Tax Policy Center’s Howard Gleckman had a slightly different take but reached the same conclusion: “On top of already planned spending for roads, bridges, transit, water, and broadband, it would amount to a massive $1 trillion. And they have agreed to pay for it largely with…pixie dust.”

And this is from a liberal tax policy expert.

“Let’s face it: If Congress wants to pay for a $1 trillion spending plan without raising the deficit, the only real ways to finance it are by raising taxes, cutting other spending, or both,” Gleckman wrote. “This agreement does very little of either. And while the White House fact sheet describing the agreement includes no revenue estimates with its brief descriptions of the pay-fors, they are certain to generate far less than the plan costs. ”

Business Insider:

Along with repurposing stimulus money and selling oil from the Strategic Petroleum Reserve, the other funding ideas from the bipartisan group include extending the mandatory sequester, which would cut payments to Medicare providers if Congress doesn’t meet certain budget targets, and using funds from the 5G spectrum sale in February, which the senators are counting as new spending.

“Pixie dust” doesn’t cover the level of delusional thinking necessary to actually believe that selling a few million tons of oil from the Strategic Petroleum Reserve would play a significant role in paying for the bill.

“There’s not a chance they’re going to get it off a list like this,” Gleckman told the Washington Post. “It’s full of stuff that isn’t a tax increase and isn’t a spending cut and is just wishful and fanciful.”

Reducing the tax gap through stricter Internal Revenue Service enforcement was included in the bipartisan deal, though, which Sen. Mark Warner (D-Va.), part of the bipartisan group, told reporters that “there’s lot of evidence that if you invest more in the IRS, it’s going to pay a huge dividend.”

Insider previously reported that lawmakers on both sides of the aisle agree IRS enforcement should remain. But even so, revenue generated from stricter enforcement would not come close to closing the tax gap – between what’s owed and what the IRS collects – of as much as $1 trillion per year.
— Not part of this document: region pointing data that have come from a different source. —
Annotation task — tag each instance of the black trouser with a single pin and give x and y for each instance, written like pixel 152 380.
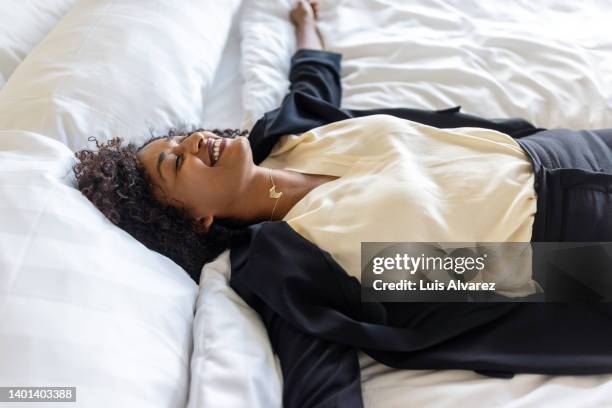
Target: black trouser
pixel 573 179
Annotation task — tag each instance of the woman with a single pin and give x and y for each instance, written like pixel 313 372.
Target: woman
pixel 492 170
pixel 338 177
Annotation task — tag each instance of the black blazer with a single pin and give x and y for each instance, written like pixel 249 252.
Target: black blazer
pixel 313 311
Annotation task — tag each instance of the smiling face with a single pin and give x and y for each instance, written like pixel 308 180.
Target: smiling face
pixel 202 173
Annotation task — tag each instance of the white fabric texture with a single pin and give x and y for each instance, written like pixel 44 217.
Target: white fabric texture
pixel 232 363
pixel 268 41
pixel 115 68
pixel 23 24
pixel 81 302
pixel 549 62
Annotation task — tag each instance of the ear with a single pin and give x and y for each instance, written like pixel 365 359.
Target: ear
pixel 205 222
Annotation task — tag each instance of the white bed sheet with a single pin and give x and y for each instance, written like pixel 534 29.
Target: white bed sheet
pixel 224 105
pixel 549 62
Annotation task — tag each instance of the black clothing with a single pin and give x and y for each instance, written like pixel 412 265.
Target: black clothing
pixel 313 311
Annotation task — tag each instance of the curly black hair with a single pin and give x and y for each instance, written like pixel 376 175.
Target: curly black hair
pixel 113 179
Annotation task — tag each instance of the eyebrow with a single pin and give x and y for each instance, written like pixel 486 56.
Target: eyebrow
pixel 160 159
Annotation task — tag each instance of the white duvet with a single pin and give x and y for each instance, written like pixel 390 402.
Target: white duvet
pixel 547 61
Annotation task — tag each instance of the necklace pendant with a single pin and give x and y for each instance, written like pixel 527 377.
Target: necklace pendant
pixel 273 194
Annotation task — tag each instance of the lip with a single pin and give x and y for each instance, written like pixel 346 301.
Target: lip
pixel 210 147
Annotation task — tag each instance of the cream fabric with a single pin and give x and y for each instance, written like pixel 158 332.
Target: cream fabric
pixel 404 181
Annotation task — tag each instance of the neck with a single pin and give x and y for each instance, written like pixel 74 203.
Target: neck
pixel 293 185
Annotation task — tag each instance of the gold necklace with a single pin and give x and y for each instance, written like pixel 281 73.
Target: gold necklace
pixel 273 194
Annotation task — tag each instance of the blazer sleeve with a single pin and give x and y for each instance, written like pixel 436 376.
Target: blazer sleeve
pixel 316 73
pixel 313 100
pixel 316 373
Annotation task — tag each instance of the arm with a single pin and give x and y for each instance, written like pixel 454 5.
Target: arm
pixel 304 17
pixel 315 91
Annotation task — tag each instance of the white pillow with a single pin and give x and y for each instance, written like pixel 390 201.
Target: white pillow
pixel 82 303
pixel 232 364
pixel 117 68
pixel 549 62
pixel 268 41
pixel 23 23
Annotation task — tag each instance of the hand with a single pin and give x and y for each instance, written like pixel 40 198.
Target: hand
pixel 304 12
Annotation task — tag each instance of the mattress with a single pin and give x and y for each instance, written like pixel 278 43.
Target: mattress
pixel 549 62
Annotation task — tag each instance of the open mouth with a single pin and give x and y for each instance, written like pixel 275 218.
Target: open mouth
pixel 215 149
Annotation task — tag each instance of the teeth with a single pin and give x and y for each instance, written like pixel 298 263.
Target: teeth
pixel 216 146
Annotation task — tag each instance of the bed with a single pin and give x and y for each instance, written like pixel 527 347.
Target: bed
pixel 90 313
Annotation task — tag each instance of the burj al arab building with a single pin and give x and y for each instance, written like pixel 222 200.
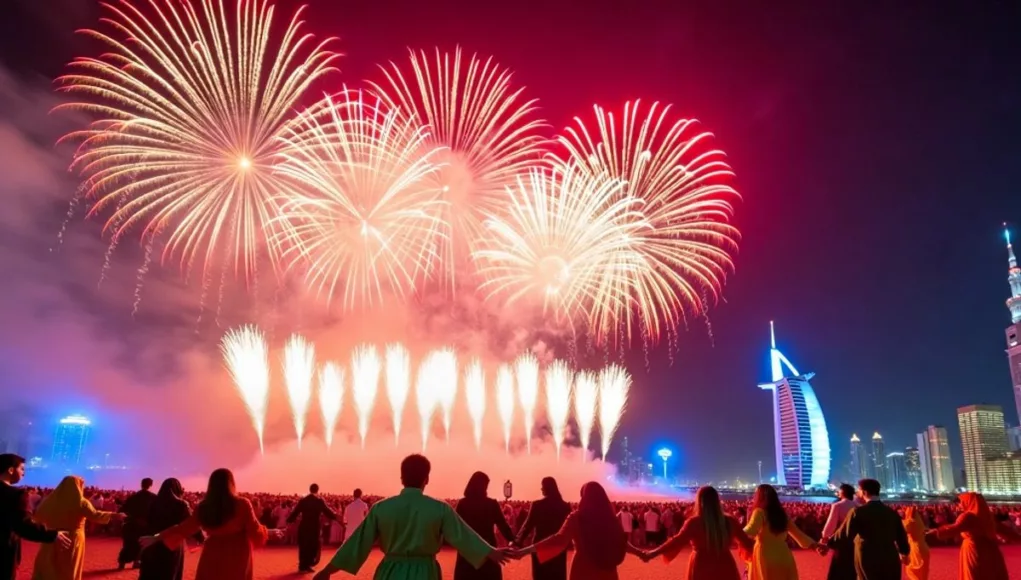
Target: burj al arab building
pixel 801 442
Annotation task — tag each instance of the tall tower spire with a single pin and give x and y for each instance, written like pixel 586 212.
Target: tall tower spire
pixel 1014 279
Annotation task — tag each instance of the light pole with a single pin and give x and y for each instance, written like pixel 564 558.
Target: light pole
pixel 665 454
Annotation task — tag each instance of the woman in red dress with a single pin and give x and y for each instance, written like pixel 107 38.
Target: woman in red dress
pixel 980 556
pixel 711 535
pixel 231 528
pixel 596 533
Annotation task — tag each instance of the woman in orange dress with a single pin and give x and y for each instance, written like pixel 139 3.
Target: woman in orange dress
pixel 770 526
pixel 711 535
pixel 918 561
pixel 66 510
pixel 596 533
pixel 231 529
pixel 980 556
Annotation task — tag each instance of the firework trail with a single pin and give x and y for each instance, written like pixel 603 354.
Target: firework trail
pixel 299 370
pixel 331 397
pixel 558 389
pixel 562 241
pixel 246 357
pixel 527 373
pixel 487 130
pixel 426 396
pixel 366 370
pixel 586 396
pixel 615 383
pixel 361 220
pixel 504 401
pixel 193 97
pixel 475 395
pixel 683 186
pixel 398 383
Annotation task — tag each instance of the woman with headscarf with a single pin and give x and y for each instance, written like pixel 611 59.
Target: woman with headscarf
pixel 980 556
pixel 917 567
pixel 770 527
pixel 231 527
pixel 66 510
pixel 595 531
pixel 711 534
pixel 482 514
pixel 167 510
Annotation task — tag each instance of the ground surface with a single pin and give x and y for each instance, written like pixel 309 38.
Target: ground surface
pixel 280 563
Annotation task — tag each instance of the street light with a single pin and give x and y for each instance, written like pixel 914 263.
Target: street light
pixel 665 454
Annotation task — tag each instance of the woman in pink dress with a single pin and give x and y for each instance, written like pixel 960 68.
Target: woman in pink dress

Even with Biden’s initial proposal of $80 billion more in IRS funding, hundreds of billions of taxes would still go uncollected each year.

Maybe they can make the IRS another branch of the military and hire tens of thousands of more auditors Or perhaps it would be easier to just simplify the tax code.

Congress never does anything that would be “easier.” In the immortal words of S.R. Hadden in the film Contact: “First rule in government spending: why build one when you can have two at twice the price?” It’s more politically productive to hire more IRS employees than it is to make the tax system easier to comply with.

The whole question of paying for the plan may become moot before too long. Republicans are grumbling about Biden’s recent proposed double-cross of linking the bill to the rest of Biden’s spending schemes. The president was saved from his own stupidity by aides who suggested he backtrack immediately or the deal would be off the table.

But even now that Biden says he’ll sign the bill regardless of circumstances, the GOP is coming up short finding 10 senators who will agree to send the bill to the floor and avoid a filibuster. In fact, the radical left may oppose the bill on principle.

But as an exercise in transparent government, the bill is an epic fail.